KIKD-FM
- Lake City, Iowa; United States;
- Broadcast area: Carroll, Iowa
- Frequency: 106.7 (MHz)
- Branding: Kick 106.7

Programming
- Format: Hot Country

Ownership
- Owner: Carroll Broadcasting Company

History
- First air date: St. Patricks's Day, 1996

Technical information
- Class: C3
- ERP: 25,000 watts

Links
- Website: www.kick1067.com

= KIKD =

KIKD (106.7 FM, "Kick 106.7") is an FM radio station based in Carroll, Iowa. The station plays Country music. KIKD is part of Carroll Broadcasting, along with KKRL and KCIM.

== History ==
KIKD-FM signed on the air on St. Patrick's Day, 1996, under the ownership of the Betty Baudler Horras of Ames Broadcasting Company, owner of KCCQ-FM, and KASI-AM as well as a company that produces vinyl signs. On February 4, 1999, a bid was made for KIKD-FM from Carroll Broadcasting Company, owners of KKRL-FM and KCIM-AM. Later, KIKD's studios were moved from the corner of Highway 30 and Clark Street in Carroll to 1119 East Plaza Drive in Carroll. At the time of the bid, KIKD-FM and KCIM-AM were both country music stations. Later KCIM was forced to change its format. Neal Trobak, the Program Director at the time of the buyout, said, "I assume we will go to an easy-listening format of some kind, compatible with the age of the people that listen to us". KIKD was originally an automated Hot Country station under the direction of Bob Foster. In 1999, the station began using local hosts during the daytime hours 6 a.m.-10a.m.
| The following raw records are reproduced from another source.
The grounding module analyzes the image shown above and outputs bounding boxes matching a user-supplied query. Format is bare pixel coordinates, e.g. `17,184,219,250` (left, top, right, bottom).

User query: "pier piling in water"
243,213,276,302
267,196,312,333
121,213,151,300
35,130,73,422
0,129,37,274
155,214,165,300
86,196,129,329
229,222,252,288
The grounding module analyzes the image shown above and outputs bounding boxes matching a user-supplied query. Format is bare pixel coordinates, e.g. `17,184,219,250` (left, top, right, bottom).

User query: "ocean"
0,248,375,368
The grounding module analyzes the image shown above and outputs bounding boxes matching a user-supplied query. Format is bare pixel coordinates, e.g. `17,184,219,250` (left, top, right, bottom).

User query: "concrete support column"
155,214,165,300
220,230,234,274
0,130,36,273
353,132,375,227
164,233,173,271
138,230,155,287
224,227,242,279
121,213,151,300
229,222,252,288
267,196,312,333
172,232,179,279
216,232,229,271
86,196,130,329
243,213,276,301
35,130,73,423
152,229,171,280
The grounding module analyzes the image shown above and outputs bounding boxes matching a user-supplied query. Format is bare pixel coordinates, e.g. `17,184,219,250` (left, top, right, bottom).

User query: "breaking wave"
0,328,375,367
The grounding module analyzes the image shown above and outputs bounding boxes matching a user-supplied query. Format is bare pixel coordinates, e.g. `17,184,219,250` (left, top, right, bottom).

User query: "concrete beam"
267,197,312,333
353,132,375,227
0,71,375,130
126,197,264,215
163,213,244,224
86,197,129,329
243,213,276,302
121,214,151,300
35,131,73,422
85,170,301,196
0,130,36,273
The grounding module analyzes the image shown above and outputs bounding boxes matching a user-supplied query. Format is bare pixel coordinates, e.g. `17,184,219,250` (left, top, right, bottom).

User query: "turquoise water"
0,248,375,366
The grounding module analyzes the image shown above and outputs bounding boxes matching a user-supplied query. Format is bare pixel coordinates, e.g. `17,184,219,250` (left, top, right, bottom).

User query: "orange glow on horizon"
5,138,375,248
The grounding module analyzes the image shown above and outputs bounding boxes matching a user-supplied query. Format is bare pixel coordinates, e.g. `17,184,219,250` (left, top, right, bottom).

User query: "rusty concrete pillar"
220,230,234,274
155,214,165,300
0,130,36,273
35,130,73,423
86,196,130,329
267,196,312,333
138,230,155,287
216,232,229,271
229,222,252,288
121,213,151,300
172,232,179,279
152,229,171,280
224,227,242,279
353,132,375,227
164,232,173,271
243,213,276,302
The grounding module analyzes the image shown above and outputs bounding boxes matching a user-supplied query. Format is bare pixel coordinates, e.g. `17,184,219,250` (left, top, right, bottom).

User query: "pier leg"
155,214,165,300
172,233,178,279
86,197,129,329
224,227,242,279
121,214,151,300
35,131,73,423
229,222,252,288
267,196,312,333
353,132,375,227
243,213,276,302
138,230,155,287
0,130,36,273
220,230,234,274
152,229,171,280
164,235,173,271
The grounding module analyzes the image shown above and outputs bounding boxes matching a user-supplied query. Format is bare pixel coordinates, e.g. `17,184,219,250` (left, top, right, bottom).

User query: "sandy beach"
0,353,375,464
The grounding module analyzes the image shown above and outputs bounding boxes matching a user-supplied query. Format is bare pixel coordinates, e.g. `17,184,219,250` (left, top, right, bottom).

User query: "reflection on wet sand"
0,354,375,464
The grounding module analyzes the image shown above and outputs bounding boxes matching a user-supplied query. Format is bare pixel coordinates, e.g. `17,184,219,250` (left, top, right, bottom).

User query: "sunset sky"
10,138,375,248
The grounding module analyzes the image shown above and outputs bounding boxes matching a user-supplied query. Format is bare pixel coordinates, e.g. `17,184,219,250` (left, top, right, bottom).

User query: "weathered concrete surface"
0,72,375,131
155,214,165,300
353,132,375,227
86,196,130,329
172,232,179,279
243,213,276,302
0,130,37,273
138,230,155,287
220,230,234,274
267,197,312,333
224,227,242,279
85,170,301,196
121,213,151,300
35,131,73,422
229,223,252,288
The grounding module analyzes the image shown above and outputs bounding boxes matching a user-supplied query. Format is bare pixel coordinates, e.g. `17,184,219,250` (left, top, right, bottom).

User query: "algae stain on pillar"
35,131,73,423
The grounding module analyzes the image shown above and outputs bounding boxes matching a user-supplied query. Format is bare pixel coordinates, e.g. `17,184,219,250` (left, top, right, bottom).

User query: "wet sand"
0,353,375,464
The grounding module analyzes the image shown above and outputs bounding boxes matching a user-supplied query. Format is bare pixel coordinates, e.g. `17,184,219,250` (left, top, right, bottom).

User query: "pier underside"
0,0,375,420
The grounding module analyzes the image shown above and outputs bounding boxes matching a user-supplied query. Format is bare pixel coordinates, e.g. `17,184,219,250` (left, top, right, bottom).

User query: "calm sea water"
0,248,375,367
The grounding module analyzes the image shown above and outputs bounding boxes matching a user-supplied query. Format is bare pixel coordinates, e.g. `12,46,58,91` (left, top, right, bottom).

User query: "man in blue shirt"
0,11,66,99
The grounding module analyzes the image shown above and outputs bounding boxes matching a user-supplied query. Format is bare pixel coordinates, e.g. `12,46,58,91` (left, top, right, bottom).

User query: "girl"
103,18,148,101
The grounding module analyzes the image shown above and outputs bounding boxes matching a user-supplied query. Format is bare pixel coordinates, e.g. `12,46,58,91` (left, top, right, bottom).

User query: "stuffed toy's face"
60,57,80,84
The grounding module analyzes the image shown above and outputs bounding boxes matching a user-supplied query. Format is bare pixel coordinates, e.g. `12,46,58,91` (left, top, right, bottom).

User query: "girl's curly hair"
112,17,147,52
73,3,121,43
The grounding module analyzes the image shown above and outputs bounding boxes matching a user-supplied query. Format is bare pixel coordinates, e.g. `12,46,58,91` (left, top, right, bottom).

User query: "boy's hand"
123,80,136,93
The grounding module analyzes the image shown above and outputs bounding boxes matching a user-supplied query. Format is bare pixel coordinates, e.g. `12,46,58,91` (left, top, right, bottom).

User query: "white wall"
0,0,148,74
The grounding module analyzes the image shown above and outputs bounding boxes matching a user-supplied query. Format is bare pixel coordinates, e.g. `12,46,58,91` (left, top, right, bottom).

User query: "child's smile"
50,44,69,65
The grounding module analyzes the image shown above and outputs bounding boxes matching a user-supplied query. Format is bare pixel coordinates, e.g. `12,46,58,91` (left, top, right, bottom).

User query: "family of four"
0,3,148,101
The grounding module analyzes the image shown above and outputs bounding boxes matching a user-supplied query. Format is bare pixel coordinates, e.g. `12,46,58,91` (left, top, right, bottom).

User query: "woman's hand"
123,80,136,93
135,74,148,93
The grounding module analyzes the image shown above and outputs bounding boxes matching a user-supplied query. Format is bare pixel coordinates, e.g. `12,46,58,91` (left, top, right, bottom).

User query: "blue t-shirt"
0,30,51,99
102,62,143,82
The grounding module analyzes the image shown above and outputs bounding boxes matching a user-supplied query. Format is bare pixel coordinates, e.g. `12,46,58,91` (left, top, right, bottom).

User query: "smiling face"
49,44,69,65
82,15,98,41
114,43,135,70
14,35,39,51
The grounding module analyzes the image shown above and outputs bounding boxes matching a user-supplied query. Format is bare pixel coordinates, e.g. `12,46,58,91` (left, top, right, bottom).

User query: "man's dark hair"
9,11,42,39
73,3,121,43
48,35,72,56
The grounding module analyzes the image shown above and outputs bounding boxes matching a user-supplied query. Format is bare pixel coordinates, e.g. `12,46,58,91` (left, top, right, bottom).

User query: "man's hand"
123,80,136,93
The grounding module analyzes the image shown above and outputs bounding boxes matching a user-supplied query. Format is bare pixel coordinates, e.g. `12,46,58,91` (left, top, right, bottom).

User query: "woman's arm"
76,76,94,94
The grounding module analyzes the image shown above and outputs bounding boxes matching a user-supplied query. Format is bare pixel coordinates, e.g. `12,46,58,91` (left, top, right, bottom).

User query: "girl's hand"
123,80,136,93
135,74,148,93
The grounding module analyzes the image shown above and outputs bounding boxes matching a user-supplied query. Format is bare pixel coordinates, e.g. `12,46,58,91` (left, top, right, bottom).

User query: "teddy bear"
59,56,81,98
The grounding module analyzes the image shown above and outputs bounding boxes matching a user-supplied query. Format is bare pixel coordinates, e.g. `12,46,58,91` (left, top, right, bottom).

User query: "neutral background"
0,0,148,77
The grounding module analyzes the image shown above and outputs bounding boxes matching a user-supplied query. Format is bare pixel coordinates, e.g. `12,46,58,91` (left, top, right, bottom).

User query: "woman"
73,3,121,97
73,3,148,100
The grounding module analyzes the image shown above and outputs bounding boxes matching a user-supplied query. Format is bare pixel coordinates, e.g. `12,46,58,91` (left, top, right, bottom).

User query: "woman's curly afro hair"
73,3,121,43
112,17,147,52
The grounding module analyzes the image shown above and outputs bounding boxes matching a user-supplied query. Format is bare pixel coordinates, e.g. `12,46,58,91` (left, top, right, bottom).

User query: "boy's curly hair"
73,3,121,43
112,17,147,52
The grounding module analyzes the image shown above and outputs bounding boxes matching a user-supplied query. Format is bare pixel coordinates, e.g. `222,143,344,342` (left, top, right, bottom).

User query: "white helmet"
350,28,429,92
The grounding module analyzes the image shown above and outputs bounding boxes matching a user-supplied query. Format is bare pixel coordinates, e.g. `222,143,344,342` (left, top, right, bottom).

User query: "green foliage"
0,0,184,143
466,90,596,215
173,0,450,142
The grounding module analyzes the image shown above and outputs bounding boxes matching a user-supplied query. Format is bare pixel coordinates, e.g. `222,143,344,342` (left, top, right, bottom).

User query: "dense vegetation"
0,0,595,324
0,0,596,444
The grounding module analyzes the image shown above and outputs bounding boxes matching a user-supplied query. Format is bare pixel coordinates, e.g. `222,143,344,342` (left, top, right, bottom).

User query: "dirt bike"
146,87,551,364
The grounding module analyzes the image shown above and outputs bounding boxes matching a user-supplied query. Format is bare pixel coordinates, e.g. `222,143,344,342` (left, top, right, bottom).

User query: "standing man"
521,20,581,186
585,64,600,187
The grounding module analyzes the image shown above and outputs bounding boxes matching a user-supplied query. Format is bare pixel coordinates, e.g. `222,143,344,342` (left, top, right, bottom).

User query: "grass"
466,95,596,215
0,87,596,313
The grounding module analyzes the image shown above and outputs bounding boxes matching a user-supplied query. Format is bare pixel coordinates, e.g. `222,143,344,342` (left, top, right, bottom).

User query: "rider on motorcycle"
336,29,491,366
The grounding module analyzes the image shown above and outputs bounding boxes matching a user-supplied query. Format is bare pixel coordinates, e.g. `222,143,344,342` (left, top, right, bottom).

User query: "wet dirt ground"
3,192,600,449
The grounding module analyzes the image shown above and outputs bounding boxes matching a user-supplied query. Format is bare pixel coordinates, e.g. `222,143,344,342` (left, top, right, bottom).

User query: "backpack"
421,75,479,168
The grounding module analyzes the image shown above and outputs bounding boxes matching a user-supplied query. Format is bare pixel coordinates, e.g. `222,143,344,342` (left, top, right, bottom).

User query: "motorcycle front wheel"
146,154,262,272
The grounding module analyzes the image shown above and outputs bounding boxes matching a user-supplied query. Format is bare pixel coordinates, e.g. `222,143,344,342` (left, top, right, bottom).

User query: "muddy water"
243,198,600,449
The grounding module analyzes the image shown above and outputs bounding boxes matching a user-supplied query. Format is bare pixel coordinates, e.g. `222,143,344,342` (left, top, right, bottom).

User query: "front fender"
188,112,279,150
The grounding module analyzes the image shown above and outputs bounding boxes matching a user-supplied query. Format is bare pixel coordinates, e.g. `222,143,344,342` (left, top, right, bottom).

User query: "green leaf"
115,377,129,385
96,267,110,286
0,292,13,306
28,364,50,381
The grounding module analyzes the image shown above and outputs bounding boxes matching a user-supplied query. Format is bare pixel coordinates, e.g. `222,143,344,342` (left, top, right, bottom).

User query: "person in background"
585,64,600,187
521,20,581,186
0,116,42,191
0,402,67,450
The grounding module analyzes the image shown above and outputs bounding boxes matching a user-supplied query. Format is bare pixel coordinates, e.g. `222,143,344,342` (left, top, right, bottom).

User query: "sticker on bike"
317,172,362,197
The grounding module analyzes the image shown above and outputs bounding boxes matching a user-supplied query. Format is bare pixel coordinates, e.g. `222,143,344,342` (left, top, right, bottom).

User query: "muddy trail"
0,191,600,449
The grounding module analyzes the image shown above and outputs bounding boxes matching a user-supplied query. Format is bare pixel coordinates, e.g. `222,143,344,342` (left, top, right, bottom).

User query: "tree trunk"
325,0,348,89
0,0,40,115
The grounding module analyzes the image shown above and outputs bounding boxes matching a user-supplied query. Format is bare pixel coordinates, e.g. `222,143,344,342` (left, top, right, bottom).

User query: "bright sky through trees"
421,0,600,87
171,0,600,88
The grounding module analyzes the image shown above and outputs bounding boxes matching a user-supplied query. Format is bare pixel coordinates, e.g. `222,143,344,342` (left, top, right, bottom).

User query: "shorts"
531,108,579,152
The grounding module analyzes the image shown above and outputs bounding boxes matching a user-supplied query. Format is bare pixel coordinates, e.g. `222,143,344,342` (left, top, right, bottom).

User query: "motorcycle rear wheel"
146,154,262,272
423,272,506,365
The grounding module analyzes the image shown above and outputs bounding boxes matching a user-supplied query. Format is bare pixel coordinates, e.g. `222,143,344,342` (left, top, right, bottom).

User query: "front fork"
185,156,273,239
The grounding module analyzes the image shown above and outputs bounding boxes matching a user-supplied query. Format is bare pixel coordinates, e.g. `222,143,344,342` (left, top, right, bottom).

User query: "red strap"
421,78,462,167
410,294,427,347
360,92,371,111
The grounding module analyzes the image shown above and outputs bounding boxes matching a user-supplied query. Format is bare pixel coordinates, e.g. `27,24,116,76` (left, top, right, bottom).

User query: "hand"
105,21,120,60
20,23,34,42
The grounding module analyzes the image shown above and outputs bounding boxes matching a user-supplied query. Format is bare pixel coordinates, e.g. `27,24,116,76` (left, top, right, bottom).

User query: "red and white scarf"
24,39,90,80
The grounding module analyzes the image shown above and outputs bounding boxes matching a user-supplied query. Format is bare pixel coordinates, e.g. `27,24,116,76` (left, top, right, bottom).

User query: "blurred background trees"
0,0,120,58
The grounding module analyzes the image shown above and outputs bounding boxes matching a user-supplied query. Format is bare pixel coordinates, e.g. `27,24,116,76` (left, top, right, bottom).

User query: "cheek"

In 2000, KIKD extended their local hosts to 6 a.m.-6 p.m., then once again in 2008 from 5 a.m.-7 p.m.

== On-air staff and programming ==
KIKD's current morning announcer is Kristin Campisi. Other current announcers (as of July 2012) include Renie Osterlund, and Tiffini Young. The station airs shows dedicated to country music and is currently an affiliate of Westwood One.